Throckmorton returned after obtaining more wood in Prairie du Chien, leaving the refueling point about midnight and arriving at Bad Axe about 10 a.m. The battle had already commenced when the steamboat arrived and it joined in on a slaughter that lasted the next eight hours. Following the battle, Throckmorton's vessel carried Henry Atkinson and his staff to Fort Crawford where they met with Zachary Taylor, and after a short trip General Winfield Scott.
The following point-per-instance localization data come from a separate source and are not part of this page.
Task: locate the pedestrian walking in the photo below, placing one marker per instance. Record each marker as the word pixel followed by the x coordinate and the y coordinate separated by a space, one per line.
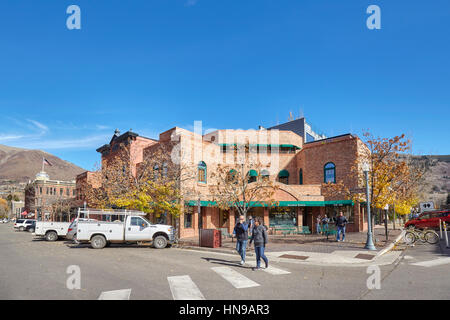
pixel 341 223
pixel 259 236
pixel 241 232
pixel 251 224
pixel 318 220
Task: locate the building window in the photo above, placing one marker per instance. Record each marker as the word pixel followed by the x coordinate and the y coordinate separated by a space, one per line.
pixel 155 172
pixel 188 217
pixel 252 176
pixel 231 176
pixel 329 173
pixel 164 174
pixel 202 172
pixel 332 212
pixel 265 175
pixel 283 176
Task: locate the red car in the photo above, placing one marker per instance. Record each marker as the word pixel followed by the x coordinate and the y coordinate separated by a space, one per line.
pixel 429 220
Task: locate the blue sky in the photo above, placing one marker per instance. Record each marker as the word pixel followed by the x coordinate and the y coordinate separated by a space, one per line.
pixel 155 64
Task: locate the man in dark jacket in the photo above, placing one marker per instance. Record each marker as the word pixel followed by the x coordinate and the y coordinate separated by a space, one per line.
pixel 241 232
pixel 341 223
pixel 259 236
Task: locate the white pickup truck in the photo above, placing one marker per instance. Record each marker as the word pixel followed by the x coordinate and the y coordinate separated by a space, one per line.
pixel 122 227
pixel 51 230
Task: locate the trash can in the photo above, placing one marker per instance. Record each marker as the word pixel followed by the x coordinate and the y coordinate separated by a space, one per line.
pixel 210 238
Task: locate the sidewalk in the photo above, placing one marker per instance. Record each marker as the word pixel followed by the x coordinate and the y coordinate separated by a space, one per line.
pixel 313 246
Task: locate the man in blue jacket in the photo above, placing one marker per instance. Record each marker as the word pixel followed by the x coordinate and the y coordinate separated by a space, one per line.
pixel 241 232
pixel 341 223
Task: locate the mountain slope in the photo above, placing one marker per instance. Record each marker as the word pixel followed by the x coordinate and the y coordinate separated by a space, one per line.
pixel 21 165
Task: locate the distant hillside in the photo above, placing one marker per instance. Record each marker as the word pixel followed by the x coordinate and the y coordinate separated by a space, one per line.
pixel 436 185
pixel 20 165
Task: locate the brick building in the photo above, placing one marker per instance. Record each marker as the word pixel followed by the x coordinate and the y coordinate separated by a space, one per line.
pixel 298 169
pixel 42 193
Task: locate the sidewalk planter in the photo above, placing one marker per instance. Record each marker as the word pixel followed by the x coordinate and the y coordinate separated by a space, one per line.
pixel 210 238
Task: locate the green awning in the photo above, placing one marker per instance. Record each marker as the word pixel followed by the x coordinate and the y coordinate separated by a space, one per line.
pixel 283 174
pixel 253 173
pixel 262 145
pixel 193 203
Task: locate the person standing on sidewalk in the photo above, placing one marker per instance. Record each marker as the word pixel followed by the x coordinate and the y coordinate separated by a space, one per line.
pixel 325 222
pixel 341 223
pixel 241 232
pixel 259 235
pixel 251 224
pixel 318 220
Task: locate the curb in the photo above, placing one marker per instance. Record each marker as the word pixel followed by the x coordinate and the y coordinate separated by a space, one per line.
pixel 206 249
pixel 390 246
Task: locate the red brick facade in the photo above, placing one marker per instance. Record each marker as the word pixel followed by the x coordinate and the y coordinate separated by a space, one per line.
pixel 304 202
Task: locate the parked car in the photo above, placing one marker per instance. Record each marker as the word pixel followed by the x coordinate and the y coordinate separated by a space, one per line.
pixel 72 231
pixel 130 228
pixel 21 224
pixel 429 220
pixel 31 227
pixel 51 230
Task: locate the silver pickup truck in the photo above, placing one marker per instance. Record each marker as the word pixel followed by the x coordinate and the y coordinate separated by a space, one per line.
pixel 51 230
pixel 126 227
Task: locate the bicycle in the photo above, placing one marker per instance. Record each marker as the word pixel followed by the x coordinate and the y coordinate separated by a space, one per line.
pixel 429 236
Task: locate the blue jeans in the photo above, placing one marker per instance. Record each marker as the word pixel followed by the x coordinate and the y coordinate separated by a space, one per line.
pixel 341 230
pixel 260 254
pixel 241 246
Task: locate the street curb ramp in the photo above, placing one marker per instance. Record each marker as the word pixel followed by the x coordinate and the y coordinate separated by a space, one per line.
pixel 390 246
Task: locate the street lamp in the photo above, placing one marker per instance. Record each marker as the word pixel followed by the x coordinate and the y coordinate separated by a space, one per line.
pixel 369 243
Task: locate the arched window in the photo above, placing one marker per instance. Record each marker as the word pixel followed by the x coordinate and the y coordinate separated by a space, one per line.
pixel 283 176
pixel 202 172
pixel 329 173
pixel 252 176
pixel 231 175
pixel 155 172
pixel 265 175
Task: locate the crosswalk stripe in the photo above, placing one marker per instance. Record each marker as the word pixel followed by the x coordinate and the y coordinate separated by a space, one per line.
pixel 432 263
pixel 183 288
pixel 272 270
pixel 238 280
pixel 115 295
pixel 275 271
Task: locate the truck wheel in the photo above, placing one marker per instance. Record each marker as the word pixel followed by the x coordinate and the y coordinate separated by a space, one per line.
pixel 51 236
pixel 160 242
pixel 98 242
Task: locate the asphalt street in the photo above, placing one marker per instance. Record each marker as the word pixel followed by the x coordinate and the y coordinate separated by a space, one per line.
pixel 35 269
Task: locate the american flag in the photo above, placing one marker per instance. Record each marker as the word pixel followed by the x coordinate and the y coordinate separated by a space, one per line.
pixel 47 162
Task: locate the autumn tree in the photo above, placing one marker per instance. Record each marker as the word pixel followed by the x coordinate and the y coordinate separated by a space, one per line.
pixel 152 186
pixel 239 186
pixel 4 208
pixel 392 177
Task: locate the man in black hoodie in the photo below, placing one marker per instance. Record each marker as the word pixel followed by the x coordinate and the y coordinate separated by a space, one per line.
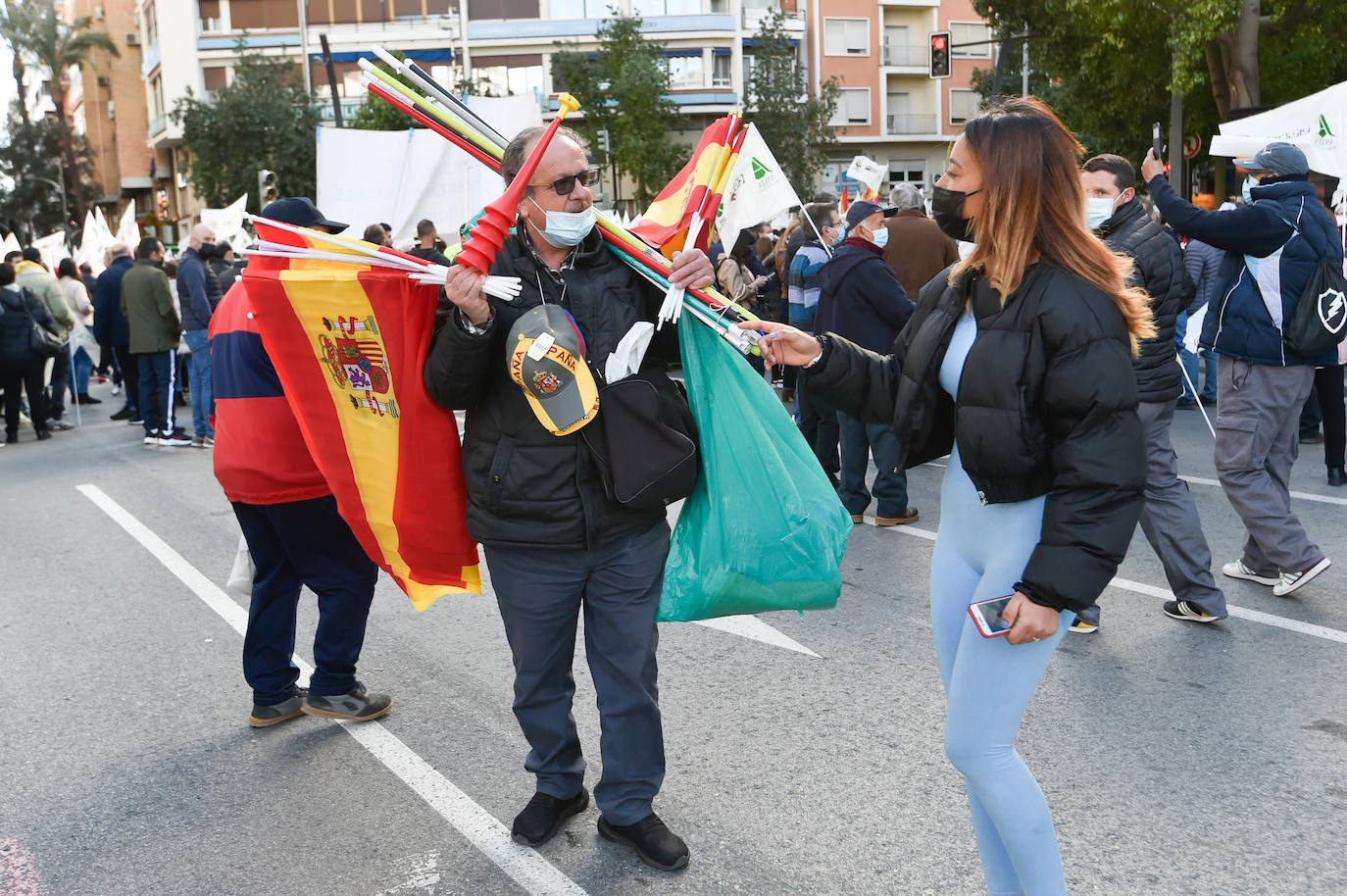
pixel 863 301
pixel 1170 517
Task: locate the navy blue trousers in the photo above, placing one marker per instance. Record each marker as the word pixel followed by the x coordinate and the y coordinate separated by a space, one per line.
pixel 292 544
pixel 540 593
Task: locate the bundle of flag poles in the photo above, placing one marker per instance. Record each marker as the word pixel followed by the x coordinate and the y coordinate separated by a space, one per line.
pixel 450 118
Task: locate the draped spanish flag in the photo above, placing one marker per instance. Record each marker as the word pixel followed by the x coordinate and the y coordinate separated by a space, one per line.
pixel 348 341
pixel 667 220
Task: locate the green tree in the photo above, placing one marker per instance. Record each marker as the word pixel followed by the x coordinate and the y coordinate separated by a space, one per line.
pixel 57 46
pixel 263 119
pixel 624 90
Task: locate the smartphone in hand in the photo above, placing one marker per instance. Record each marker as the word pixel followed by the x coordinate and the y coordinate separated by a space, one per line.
pixel 987 616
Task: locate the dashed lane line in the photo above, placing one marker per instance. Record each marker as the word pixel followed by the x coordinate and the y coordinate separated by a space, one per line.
pixel 479 827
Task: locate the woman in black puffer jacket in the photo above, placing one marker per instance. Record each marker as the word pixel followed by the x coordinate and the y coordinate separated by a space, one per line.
pixel 1018 362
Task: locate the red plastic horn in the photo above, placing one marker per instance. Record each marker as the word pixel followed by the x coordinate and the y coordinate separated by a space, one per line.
pixel 493 226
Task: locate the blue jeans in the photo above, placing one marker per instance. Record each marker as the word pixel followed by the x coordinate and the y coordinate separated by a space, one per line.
pixel 202 399
pixel 540 592
pixel 989 683
pixel 299 543
pixel 890 485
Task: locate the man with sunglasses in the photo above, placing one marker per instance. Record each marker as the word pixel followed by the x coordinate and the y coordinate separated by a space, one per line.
pixel 554 540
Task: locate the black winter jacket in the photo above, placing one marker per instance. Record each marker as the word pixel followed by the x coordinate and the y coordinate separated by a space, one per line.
pixel 1162 273
pixel 525 485
pixel 1047 406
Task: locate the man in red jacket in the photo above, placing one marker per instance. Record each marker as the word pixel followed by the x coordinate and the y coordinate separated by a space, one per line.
pixel 290 519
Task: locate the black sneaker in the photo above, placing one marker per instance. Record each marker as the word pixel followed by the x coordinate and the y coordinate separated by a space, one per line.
pixel 652 841
pixel 276 713
pixel 356 705
pixel 1183 609
pixel 544 816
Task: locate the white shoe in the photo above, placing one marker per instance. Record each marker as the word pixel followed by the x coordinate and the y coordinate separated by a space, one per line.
pixel 1238 571
pixel 1292 581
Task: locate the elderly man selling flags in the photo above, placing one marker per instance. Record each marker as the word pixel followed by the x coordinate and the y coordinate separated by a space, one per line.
pixel 554 539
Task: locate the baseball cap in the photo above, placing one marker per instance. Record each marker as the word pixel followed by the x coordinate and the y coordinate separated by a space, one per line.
pixel 546 357
pixel 301 212
pixel 861 209
pixel 1275 158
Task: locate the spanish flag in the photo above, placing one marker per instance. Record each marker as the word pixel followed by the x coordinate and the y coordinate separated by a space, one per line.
pixel 348 342
pixel 670 216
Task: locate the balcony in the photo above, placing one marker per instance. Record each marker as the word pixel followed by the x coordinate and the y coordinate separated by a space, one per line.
pixel 904 56
pixel 910 124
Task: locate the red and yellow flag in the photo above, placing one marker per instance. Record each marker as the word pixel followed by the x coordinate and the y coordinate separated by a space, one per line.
pixel 349 342
pixel 667 220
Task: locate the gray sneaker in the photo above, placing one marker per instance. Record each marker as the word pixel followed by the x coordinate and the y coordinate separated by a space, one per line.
pixel 356 705
pixel 276 713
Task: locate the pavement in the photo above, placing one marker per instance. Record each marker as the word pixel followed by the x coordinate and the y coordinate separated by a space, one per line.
pixel 804 753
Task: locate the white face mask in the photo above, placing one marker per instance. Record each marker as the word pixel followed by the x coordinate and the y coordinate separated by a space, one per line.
pixel 1098 209
pixel 568 227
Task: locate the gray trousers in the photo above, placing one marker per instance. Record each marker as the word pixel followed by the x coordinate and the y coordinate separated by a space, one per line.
pixel 1170 517
pixel 1257 442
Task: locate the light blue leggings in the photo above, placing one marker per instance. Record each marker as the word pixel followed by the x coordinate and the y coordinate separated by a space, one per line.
pixel 979 554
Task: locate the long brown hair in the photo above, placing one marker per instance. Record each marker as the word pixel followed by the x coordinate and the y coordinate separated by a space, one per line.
pixel 1034 206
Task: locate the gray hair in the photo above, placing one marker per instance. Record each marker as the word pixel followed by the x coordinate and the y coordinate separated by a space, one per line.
pixel 906 197
pixel 518 150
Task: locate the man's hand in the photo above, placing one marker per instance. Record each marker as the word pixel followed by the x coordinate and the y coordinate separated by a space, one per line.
pixel 1151 166
pixel 691 270
pixel 1029 622
pixel 782 344
pixel 464 287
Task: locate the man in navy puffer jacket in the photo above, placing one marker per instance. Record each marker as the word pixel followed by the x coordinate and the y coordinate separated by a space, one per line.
pixel 1274 243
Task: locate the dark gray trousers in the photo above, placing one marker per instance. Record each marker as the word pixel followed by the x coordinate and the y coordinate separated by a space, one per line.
pixel 540 592
pixel 1257 442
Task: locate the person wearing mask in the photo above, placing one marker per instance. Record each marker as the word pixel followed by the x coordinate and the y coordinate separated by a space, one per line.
pixel 861 299
pixel 917 248
pixel 1018 364
pixel 1275 243
pixel 1170 518
pixel 288 518
pixel 554 540
pixel 152 320
pixel 198 294
pixel 111 327
pixel 29 274
pixel 21 367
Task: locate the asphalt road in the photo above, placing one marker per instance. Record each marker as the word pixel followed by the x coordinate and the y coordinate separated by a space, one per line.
pixel 1177 759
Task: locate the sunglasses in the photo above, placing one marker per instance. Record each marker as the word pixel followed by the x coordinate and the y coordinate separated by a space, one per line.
pixel 564 186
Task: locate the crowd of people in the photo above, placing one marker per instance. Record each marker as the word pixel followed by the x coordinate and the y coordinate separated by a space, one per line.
pixel 1030 327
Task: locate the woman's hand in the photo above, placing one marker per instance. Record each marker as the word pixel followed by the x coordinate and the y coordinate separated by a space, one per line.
pixel 1029 622
pixel 782 344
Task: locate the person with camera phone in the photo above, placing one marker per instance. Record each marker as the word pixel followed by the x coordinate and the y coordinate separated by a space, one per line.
pixel 1018 364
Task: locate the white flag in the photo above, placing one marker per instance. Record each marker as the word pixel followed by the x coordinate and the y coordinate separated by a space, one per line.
pixel 868 172
pixel 756 191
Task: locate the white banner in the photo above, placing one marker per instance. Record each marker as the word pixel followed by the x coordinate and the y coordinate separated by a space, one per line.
pixel 402 176
pixel 757 189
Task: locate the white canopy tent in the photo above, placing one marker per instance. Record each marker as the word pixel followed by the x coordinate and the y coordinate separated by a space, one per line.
pixel 1318 124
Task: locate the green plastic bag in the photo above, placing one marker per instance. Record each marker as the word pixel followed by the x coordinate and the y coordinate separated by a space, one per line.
pixel 763 528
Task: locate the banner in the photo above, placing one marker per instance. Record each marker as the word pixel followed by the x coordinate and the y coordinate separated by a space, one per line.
pixel 348 342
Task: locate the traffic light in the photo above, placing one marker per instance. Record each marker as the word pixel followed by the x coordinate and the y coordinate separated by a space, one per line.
pixel 267 191
pixel 940 54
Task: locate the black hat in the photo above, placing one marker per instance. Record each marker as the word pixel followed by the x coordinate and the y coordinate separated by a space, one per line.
pixel 301 212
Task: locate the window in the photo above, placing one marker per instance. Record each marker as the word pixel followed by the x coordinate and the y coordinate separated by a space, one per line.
pixel 853 107
pixel 964 105
pixel 846 36
pixel 970 32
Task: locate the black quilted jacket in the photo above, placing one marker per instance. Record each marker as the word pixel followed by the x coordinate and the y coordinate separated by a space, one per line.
pixel 1047 406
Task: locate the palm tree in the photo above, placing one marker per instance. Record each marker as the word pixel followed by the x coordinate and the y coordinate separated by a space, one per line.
pixel 57 46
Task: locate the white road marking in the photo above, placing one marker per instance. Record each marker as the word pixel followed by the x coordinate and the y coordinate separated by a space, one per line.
pixel 1151 590
pixel 755 628
pixel 479 827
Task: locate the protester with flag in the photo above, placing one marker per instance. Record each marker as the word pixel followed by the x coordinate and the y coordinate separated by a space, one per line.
pixel 553 538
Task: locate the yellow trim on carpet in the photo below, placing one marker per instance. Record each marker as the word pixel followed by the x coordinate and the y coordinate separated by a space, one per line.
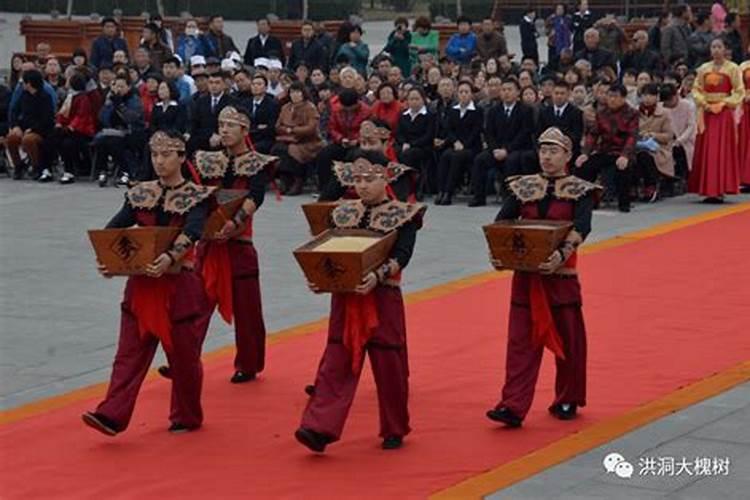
pixel 593 436
pixel 55 402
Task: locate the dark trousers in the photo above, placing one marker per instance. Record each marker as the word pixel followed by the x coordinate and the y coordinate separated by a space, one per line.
pixel 452 169
pixel 336 383
pixel 73 148
pixel 604 165
pixel 486 161
pixel 324 163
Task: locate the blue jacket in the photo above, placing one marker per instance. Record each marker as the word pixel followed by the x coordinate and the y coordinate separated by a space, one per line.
pixel 462 48
pixel 103 49
pixel 189 46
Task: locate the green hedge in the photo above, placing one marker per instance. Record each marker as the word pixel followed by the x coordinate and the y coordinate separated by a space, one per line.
pixel 230 9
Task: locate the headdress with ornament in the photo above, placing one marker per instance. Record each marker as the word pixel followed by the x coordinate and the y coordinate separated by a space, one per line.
pixel 161 141
pixel 230 114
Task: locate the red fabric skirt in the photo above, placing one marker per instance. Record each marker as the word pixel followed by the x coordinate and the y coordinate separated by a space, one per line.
pixel 744 143
pixel 716 167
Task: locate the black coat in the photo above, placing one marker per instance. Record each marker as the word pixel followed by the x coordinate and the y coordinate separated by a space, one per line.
pixel 203 122
pixel 514 133
pixel 256 49
pixel 418 133
pixel 312 54
pixel 468 129
pixel 571 124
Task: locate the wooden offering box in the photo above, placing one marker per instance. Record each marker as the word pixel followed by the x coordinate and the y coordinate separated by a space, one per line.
pixel 338 259
pixel 522 245
pixel 230 201
pixel 318 215
pixel 128 251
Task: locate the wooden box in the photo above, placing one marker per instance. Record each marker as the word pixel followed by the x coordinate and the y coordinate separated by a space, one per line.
pixel 342 269
pixel 319 215
pixel 229 202
pixel 522 245
pixel 128 251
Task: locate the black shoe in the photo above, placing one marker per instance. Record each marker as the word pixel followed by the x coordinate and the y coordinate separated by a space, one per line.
pixel 315 441
pixel 164 371
pixel 393 442
pixel 504 416
pixel 564 411
pixel 177 428
pixel 100 423
pixel 241 377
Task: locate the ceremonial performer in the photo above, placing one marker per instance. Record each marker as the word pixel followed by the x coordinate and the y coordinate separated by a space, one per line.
pixel 717 91
pixel 229 264
pixel 168 304
pixel 370 320
pixel 374 135
pixel 545 306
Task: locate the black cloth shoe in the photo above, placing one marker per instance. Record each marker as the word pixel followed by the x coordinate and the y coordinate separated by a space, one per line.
pixel 393 442
pixel 504 416
pixel 315 441
pixel 100 423
pixel 241 377
pixel 564 411
pixel 177 428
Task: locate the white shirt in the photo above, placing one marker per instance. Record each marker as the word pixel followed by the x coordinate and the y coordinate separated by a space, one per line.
pixel 463 111
pixel 413 116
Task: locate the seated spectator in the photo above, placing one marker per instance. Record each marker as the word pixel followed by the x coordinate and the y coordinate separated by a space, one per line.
pixel 76 125
pixel 462 46
pixel 168 112
pixel 386 107
pixel 343 132
pixel 509 136
pixel 122 132
pixel 298 140
pixel 204 117
pixel 415 132
pixel 609 146
pixel 463 142
pixel 32 119
pixel 654 160
pixel 683 119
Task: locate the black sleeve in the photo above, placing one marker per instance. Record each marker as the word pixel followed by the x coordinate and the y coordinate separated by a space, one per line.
pixel 195 221
pixel 332 191
pixel 124 218
pixel 258 188
pixel 404 246
pixel 582 211
pixel 510 210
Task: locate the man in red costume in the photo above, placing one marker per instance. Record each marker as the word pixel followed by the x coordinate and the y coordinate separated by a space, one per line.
pixel 546 305
pixel 229 264
pixel 370 320
pixel 160 307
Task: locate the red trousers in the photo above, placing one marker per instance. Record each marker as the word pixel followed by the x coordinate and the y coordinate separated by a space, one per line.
pixel 523 359
pixel 135 353
pixel 249 328
pixel 335 383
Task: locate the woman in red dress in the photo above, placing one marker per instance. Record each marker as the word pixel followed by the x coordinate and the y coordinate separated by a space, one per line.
pixel 718 89
pixel 744 133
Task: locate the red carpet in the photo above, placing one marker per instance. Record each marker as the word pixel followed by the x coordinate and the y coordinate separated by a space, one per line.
pixel 661 313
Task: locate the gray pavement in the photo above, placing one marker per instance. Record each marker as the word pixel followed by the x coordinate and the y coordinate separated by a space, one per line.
pixel 58 318
pixel 715 428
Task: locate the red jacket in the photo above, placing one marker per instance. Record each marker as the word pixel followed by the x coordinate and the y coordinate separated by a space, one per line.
pixel 345 124
pixel 389 113
pixel 81 117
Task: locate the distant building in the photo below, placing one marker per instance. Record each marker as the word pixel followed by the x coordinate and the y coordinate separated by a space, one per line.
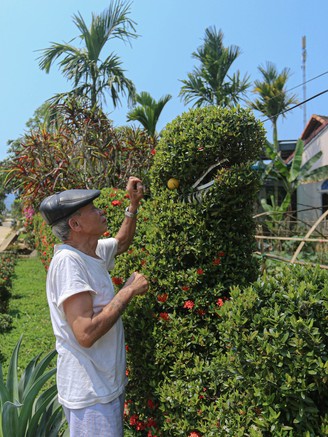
pixel 312 198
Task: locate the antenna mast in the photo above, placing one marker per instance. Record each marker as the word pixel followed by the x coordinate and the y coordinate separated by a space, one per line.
pixel 304 78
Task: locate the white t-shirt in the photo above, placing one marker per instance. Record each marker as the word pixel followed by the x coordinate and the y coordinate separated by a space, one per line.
pixel 85 376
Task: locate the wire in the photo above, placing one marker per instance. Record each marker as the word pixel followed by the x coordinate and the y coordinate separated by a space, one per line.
pixel 310 80
pixel 296 106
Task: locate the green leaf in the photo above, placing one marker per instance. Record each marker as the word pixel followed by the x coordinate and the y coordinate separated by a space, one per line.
pixel 10 419
pixel 12 377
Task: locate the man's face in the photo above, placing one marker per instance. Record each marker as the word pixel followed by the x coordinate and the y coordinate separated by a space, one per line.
pixel 91 220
Throckmorton's actions were heavily criticized in later histories, Perry A. Armstrong singled him out as the "second Nero or Calligula [sic]" for his actions at the Battle of Bad Axe. The battle itself has often been referred to as a massacre. For his part, Throckmorton admitted that he was suspicious of the motives of the Native Americans on the shore of the river before the battle, and that he indeed knew they were of Black Hawk's band. Throckmorton's suspicions were shared by most of those on board the Warrior.

===After the war===
Following the Black Hawk War, which ended with the decisive battle at Bad Axe, Throckmorton remained active as a steamboater on the Upper Mississippi River. During the 1830s the Warrior was one of about 12 boats that carried large amounts of supplies, mostly food and clothing, to Fort Snelling, Minnesota. The steamboat's crew in 1835, during which they made two documented stops at Snelling, still included Captain Throckmorton, as well as clerk E.H. Gleim, and pilot William White. Also in 1835, Throckmorton built another steamboat, the St. Peter. More steamboat construction would follow, in 1836 he built Ariel, in 1837 Burlington and in 1842 the General Brooke. In 1845 he sold the Brooke to the American Fur Company and was given command of the company's steamer, Nimrod. He commanded Nimrod until 1848 when he purchased the Cora, a vessel he was at the helm of until about 1850 when he left steamboating for a brief career in insurance.

==Late life and death==
Throckmorton worked as an insurance representative for a Tennessee company in St. Louis for a period of at least "several years." After the stint in insurance, Throckmorton returned to his former occupation as a steamboater, but with less success than he experienced before. Upon his return he built the steamboat Genoa and commanded it as captain until 1856. Throckmorton built at least two more steamboats during his lifetime, in 1857 the Florence and in 1864 the Montana. In 1868 he purchased another steamboat, the Columbia, and ran that boat on the St. Louis to Fort Benton trade route, eventually making trips along the Illinois trade route with the boat. He sold the Columbia to the Arkansas River Packet Company and worked for the United States government from 1870-72, the last two years of his life. Throckmorton died at the age of 72 in December 1872.